PROJECT 3: Type III secretion (TTS) represents one of the most complex mechanisms of protein translocation in biology. It also provides a striking example of the ability of pathogenic bacteria to manipulate their eukaryotic hosts. Since TTS control systems are almost always coupled to global regulatory factors that control virulence, understanding how TTS is regulated provides an expedient means to identify previously unknown determinants of pathogenesis. The goals of this project are to conduct a comprehensive assessment of the role in pathogenesis of TTS by B. pseudomallei and to use an understanding of the regulation of TTS to identify additional, unlinked virulence factors.
Two aims are proposed:
Aim 1. Characterize the relative roles of TTS1, TTS2 and TTS3 in B. pseudomallei-bost interactions. Deletion mutagenesis will be used to inactivate each TTSS individually and in combination. An array of assays will be used to evaluate the effects of mutational alterations on host-cell interactions in vitro and the establishment of infection, persistence, immunity and disease in murine models of infection.

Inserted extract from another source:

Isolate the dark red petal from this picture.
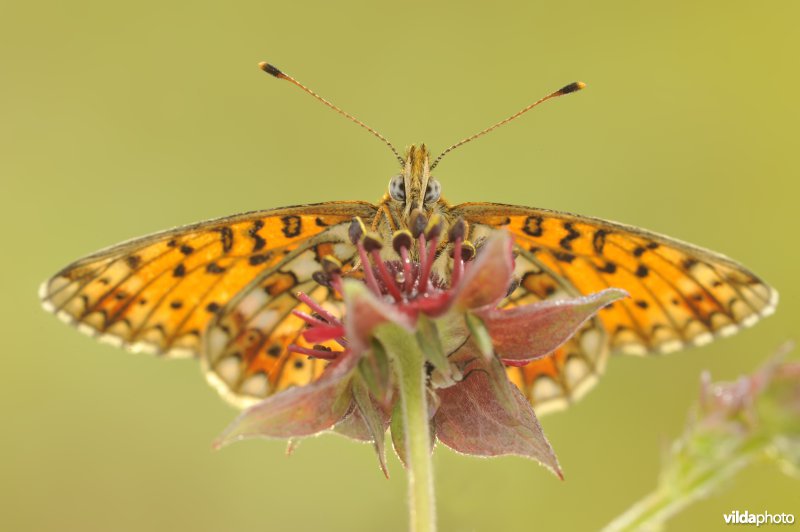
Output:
[479,288,628,365]
[214,354,358,448]
[343,280,412,352]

Aim 2. Characterize the regulatory mechanisms that control the expression of TTS loci and identify novel determinants of virulence. We will determine how TTS gene clusters are regulated and we will identify global regulatory factors with the potential to control multiple virulence determinants. Phenotypes resulting from mutations in regulatory loci will be evaluated in vitro and in vivo. We will also use an understanding of local and global regulatory circuitry to identify TTS effector molecules and co-regulated loci with the potential to encode novel determinants of virulence.